XDR-TB Extensively Drug-Resistant TB (XDR-TB), also known as Extremely Drug-Resistant TB, is emerging as an even more ominous threat. XDR-TB is defined as TB that is resistant to any fluoroquinolone, and at least one of three injectable second-line drugs (capreomycin, kanamycin, and amikacin), in addition to isoniazid and rifampin. This makes XDR-TB treatment extremely complicated.

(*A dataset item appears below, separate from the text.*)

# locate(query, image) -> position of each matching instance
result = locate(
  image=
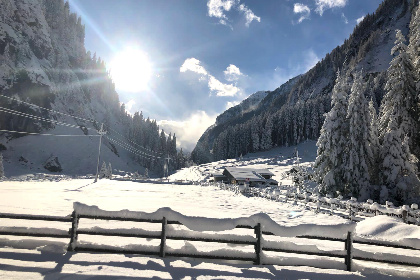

In March 2006, the Centers for Disease Control (CDC) released the first known data on XDR-TB. The CDC and the WHO surveyed TB strains from a global network of TB laboratories and identified XDR-TB cases in all regions of the world. In the worst- affected areas, an average of 10 percent of MDR-TB cases were found to be XDR-TB. According to the WHO, XDR-TB remains comparatively rare. However, WHO estimates that there were almost half a million cases of MDR-TB worldwide in 2006, and MDR-TB usually has to occur before XDR-TB arises. We also know that, according to the findings from the only global study carried out so far, that in some places perhaps as many as 30% of MDR-TB cases were in fact XDR-TB, but this is likely to be uncommon. Wherever second-line drugs to treat MDR-TB are being misused, the possibility of XDR-TB exists. Research is being carried out to better understand XDR-TB, and the WHO and others have mounted an intensified global response to escalating global resistance.

So long as TB is treated with a long, complex, decades-old drug regimen, drug resistance will continue to develop. Novel TB drugs, working through new biological mechanisms of action, are designed to be effective against drug-susceptible and drug-resistant strains alike, saving lives. A shorter regimen, reliably administered, would also minimize the potential for further resistance.